Aquele momento histórico foi marcado pela construção de um grande número de prédios escolares que, à época, poderiam parecer monumentais ou “faraônicos”, como se vociferava na imprensa na ocasião, mormente, a da capital. Não obstante aquelas críticas, Alagoinhas foi uma das cidades baianas contempladas pela instituição de um Ginásio Estadual, em 1968, cujo funcionamento se dera temporariamente, no espaço onde houvera funcionado a escola do Senai, à Praça Barão do Rio Branco, tendo passado para o seu prédio definitivo em 1970. Já se disse em um outro texto publicado neste mesmo espaço que, José Mário ali estivera no mesmo ano em que começara o desenvolvimento das suas atividades naquele lugar, acompanhando o seu irmão mais velho, quando ainda se podia sentir os cheiros das tintas frescas, do cimento há pouco aplicado; daquele ar de mato verde, bem como da vasta vegetação que ainda era predominante em seu derredor; as carteiras nas salas de aula e o mobiliário existente nos espaços administrativos, ainda cheiravam a novo e, grande parte da área em que fora encravado, ainda se encontrava intacta ou em fase de conclusão das edificações.
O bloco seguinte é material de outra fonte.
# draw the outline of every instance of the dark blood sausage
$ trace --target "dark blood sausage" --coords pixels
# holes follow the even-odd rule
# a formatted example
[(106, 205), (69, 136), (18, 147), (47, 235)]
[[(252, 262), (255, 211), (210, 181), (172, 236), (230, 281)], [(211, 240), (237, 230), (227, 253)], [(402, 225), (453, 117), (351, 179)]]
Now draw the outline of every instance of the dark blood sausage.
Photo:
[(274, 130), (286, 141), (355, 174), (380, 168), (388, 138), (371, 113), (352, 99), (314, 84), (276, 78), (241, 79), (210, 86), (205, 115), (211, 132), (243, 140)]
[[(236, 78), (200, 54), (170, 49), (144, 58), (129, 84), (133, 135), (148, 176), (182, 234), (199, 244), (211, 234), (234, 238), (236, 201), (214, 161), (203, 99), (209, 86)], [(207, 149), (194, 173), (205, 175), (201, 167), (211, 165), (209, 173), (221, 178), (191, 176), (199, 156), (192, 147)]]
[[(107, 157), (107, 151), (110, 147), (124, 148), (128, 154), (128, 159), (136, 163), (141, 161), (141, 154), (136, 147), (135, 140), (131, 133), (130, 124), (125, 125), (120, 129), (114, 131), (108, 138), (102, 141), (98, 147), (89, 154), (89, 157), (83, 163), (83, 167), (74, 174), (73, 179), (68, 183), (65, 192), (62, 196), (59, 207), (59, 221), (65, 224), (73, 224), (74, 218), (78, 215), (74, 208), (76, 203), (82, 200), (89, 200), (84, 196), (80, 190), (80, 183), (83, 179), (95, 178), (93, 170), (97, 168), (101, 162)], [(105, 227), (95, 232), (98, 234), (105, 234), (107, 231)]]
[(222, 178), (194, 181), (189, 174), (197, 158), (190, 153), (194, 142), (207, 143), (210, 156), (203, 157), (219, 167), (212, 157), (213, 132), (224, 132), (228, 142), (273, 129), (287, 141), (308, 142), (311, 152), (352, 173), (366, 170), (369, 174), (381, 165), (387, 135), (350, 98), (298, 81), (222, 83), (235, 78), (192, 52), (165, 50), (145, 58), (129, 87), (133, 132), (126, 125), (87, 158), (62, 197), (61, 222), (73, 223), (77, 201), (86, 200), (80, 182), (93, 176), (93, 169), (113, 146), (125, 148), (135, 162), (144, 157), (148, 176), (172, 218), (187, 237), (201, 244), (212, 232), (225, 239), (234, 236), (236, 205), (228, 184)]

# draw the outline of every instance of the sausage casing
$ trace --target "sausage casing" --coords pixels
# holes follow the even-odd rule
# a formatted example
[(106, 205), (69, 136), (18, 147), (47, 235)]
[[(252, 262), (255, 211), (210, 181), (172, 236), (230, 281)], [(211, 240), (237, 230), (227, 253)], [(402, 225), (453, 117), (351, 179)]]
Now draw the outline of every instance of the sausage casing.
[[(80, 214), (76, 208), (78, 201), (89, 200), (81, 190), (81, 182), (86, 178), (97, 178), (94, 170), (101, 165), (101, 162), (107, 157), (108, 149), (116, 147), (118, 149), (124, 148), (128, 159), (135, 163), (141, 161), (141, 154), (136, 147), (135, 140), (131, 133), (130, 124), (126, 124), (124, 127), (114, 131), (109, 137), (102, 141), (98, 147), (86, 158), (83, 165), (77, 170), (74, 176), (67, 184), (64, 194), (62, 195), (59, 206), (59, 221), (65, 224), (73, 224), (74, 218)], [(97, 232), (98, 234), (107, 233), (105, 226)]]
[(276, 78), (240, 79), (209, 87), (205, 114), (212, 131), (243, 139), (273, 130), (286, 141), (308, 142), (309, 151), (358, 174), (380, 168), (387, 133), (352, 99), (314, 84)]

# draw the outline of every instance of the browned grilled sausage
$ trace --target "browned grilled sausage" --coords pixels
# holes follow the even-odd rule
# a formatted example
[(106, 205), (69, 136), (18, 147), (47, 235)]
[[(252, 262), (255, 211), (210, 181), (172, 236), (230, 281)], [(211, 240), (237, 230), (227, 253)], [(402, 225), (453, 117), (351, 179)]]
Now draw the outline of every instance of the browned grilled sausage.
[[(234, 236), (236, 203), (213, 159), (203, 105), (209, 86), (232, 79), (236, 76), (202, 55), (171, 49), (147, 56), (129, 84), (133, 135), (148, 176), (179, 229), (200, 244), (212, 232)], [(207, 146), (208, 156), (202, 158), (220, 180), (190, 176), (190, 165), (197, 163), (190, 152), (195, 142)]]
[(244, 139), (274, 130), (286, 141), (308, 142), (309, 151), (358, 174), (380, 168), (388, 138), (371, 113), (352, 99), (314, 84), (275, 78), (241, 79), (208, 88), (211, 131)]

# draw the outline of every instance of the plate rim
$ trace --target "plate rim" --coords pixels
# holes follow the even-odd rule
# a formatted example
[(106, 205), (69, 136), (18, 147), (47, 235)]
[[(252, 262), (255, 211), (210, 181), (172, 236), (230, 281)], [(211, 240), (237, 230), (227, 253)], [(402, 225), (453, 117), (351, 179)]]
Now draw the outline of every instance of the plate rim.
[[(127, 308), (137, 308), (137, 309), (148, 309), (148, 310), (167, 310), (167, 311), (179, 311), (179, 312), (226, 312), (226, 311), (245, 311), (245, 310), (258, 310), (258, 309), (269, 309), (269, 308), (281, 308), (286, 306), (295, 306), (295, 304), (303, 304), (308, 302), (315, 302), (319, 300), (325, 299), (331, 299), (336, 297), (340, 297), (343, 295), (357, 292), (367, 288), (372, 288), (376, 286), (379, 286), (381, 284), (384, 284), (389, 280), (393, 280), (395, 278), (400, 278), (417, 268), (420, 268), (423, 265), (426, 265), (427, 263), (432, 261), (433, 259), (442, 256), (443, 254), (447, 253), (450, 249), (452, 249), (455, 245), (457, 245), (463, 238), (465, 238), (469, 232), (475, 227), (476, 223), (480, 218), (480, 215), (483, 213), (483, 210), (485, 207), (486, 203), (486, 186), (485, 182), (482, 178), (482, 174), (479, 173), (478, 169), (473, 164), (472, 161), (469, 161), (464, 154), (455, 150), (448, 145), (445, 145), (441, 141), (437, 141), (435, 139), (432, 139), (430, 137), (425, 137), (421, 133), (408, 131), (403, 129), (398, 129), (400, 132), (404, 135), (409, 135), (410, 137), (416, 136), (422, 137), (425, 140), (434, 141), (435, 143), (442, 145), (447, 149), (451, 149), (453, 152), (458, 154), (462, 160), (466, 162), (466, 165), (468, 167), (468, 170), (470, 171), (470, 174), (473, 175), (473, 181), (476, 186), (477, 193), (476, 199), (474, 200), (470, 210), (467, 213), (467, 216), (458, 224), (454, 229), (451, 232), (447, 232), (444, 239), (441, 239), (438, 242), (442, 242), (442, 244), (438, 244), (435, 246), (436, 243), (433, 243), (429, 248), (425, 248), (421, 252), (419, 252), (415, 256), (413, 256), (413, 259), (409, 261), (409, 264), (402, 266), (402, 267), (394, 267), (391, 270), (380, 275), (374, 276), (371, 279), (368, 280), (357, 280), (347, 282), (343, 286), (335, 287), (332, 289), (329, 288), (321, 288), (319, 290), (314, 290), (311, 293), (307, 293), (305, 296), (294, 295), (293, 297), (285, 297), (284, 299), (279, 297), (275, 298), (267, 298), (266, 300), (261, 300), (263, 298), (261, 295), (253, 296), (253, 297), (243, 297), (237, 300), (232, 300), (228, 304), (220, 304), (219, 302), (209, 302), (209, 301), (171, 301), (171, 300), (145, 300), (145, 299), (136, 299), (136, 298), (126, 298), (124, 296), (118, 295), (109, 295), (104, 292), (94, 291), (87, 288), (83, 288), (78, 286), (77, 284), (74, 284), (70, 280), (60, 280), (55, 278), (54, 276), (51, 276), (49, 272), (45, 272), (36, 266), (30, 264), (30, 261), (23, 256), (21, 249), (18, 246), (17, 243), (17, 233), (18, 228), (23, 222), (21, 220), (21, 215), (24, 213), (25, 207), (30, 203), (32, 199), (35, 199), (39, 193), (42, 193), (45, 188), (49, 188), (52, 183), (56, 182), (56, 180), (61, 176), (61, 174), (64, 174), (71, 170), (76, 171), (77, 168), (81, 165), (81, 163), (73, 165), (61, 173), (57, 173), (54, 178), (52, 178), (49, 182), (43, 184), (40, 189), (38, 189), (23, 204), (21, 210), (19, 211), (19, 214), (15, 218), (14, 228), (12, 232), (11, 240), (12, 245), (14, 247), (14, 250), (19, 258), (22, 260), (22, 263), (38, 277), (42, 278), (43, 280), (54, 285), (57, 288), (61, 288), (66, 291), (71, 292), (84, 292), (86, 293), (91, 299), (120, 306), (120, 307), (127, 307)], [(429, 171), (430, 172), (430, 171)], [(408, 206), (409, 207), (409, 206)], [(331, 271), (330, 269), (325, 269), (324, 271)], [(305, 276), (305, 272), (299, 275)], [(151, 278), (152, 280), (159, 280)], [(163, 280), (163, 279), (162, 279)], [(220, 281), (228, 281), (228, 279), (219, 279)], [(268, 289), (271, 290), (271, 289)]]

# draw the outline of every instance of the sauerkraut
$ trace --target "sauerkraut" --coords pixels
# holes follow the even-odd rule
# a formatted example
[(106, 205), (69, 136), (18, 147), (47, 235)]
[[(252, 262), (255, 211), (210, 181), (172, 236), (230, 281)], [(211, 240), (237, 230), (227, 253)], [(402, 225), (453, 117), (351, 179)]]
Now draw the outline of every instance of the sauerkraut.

Era um terreno situado em uma área em que havia um grande número de xácaras e sítios diversos, pouco habitada, situada há cerca de dois quilômetros de Alagoinhas Velha; cerca de um quilômetros do centro comercial; próxima a um lugar chamado “fonte dos Padres – para onde acorriam alguns alunos mais ariscos, com o fito de tomar banho nas tarde frias ou quentes, enquanto transcorriam as aulas às quais haviam se furtado a assistir”. Ali foi erguido um conjunto formado por quatro pavilhões de aulas e um quinto, que abrigaria o setor administrativo, uma biblioteca, um auditório, tudo em espaços bem alentados. Cravado em amplo espaço de terra, ladeado  pelo também recém-inaugurado estádio Antônio Carneiro e ofuscando aquele que até então fora o único ginásio misto da cidade, embora fosse uma instituição privada, era nele que se refugiavam os filhos daqueles que poderiam até pagar uma mensalidade, mas, não poderiam pagar e manter os seus rebentos em Salvador.

Portanto, era já março, talvez na sua segunda septena, ao se encaminhar para o “Estadual” na primeira semana letiva daquele fim de verão de 1977, o grupo formado pelos cerca de sete mil alunos, distribuídos pelos três turnos de funcionamento daquela unidade escolar, quiçá se perguntasse entre si, ou de si para consigo, quais seriam as matérias que seriam ensinadas, quem seriam os professores que estariam diante dos alunos por todo aquele ano e, com quais colegas voltariam a interagir, quer em salas, quer nos corredores. E outros, já familiarizados com a estrutura física do Centro Integrado, talvez conversassem durante o seu trajeto até as dependências do aludido espaço de formação educacional,  a respeito de saber em qual pavilhão de aulas a sua turma seria alocada. OU ainda, em quais horários, tais ou quais matérias seriam apresentadas. Em suma, desde a saída de suas casas, situadas nos diversos bairros de que era formada a cidade, passando pelo transporte coletivo que precisariam utilizar para se deslocarem até o centro da urbe alagoinhense e, por fim, enquanto completavam o trajeto a pé pelas ruas que os levariam finalmente àquele prédio monumental que os receberia por todo aquele ano, aqueles estudantes, em grupos ou em marcha solitária, talvez conversassem entre si e/ou conjeturassem de si para consigo, o que seria, o que haveria, o que enfrentariam, o que esperavam aprender e apreender e, sobretudo, qual o resultado que alcançariam naquele ano de idas e vindas por aqueles caminhos, em tempos ensolarados e quentes ou, em dias chuvosos e frios, bem como nos dias primaveris de temperaturas mais amenas, que precisariam enfrentar, por mais aquele ano que se iniciava naquele dia. E José Mário, entre eles, ansiava por chegar o momento em que poderia começar a descortinar todos aqueles interrogares, quiçá, encontrando algumas respostas para eles.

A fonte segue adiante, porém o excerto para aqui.